Wilfried Bedfian

Personal information
- Date of birth: 9 July 2001 (age 25)
- Place of birth: Paris, France
- Height: 1.88 m (6 ft 2 in)
- Position: Goalkeeper

Team information
- Current team: Thionville
- Number: 40

Youth career
- 2013–2017: Epinay-sur-Seine
- 2017–2018: Racing Club

Senior career*
- Years: Team / Apps / (Gls)
- 2018–2021: Châteauroux II / 29 / (0)
- 2019–2021: Châteauroux / 4 / (0)
- 2022–2023: AG Caennaise / 22 / (0)
- 2023–2024: Chambly / 2 / (0)
- 2025–: Thionville / 49 / (0)

International career^{‡}
- 2021: Cameroon U20 / 1 / (0)
- 2023: Cameroon U23 / 2 / (0)

= Wilfried Bedfian =

Cameroonian footballer (born 2001)

Wilfried Bedfian (born 9 July 2001) is a professional footballer who plays as a goalkeeper for club Thionville.
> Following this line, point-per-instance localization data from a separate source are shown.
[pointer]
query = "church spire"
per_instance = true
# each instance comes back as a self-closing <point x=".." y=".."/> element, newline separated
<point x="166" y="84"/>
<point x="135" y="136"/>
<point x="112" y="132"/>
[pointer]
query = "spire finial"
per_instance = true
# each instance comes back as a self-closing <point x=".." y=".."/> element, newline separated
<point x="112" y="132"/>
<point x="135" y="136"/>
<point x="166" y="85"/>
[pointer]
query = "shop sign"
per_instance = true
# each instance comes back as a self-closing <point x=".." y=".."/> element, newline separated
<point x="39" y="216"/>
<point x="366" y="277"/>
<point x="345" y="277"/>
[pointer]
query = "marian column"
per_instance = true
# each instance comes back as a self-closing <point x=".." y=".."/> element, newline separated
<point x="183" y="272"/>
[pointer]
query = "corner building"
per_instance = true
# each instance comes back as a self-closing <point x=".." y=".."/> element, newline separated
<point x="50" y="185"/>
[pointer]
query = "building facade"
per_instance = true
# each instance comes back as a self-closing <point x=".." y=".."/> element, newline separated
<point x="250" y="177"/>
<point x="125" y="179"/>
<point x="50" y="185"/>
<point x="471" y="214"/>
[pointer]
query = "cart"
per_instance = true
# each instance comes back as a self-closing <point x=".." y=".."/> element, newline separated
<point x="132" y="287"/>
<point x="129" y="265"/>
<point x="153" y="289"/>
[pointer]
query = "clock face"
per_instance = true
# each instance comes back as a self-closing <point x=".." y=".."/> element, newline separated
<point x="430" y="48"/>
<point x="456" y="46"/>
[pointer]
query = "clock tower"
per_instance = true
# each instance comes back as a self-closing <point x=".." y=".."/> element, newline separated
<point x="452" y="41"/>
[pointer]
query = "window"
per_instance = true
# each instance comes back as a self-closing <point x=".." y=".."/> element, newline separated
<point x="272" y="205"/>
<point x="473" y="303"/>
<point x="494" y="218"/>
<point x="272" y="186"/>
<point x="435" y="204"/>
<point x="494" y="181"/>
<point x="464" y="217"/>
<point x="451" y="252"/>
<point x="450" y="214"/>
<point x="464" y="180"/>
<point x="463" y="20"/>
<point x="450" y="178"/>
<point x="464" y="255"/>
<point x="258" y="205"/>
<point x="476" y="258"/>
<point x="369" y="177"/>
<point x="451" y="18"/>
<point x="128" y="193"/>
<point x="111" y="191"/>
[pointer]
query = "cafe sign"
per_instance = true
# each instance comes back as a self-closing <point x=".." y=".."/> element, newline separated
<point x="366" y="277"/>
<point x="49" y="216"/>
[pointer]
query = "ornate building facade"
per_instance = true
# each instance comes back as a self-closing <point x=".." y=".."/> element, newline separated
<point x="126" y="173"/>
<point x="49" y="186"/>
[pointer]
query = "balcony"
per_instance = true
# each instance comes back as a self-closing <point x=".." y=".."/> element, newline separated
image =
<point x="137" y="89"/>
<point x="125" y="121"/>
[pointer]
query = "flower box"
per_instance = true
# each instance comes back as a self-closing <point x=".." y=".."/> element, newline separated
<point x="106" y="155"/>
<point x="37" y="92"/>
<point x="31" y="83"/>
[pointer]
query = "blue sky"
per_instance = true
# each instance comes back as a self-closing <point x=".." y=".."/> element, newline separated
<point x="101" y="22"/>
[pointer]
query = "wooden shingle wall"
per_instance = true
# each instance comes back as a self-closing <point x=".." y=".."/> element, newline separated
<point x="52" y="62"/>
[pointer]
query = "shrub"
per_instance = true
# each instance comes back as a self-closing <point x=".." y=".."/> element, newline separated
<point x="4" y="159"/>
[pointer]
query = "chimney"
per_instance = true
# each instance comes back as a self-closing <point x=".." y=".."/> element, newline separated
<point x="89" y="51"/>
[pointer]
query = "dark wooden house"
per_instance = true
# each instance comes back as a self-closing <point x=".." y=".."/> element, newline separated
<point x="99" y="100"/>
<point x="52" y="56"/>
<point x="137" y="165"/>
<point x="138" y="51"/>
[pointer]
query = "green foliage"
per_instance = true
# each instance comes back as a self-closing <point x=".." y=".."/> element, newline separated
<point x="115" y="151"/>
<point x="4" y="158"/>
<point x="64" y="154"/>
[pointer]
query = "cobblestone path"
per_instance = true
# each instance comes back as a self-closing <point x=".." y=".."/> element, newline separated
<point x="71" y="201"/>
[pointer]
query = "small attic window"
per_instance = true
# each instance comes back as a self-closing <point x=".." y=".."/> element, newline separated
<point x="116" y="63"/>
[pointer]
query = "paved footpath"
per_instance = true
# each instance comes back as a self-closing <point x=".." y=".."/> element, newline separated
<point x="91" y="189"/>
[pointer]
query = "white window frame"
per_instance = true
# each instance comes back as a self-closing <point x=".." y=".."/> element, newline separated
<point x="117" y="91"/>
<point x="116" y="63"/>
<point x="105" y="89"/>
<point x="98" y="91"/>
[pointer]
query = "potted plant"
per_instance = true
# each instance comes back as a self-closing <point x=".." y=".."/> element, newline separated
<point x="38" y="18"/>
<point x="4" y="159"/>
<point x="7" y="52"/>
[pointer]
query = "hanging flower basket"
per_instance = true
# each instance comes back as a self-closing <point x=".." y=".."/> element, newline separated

Born in France, he represents Cameroon internationally.

==Career==
On 29 November 2018, Bedfian signed his first professional contract with Châteauroux. He made his professional debut with Châteauroux in a 3–1 Coupe de la Ligue loss to Chamois Niortais F.C. on 13 August 2019.

==International career==
Born in France, Bedfian is of Cameroonian descent. He was called up to represent the Cameroon U20s at the 2021 Africa U-20 Cup of Nations. He played for the Cameroon U23s for a set of 2023 U-23 Africa Cup of Nations qualification matches in March 2023.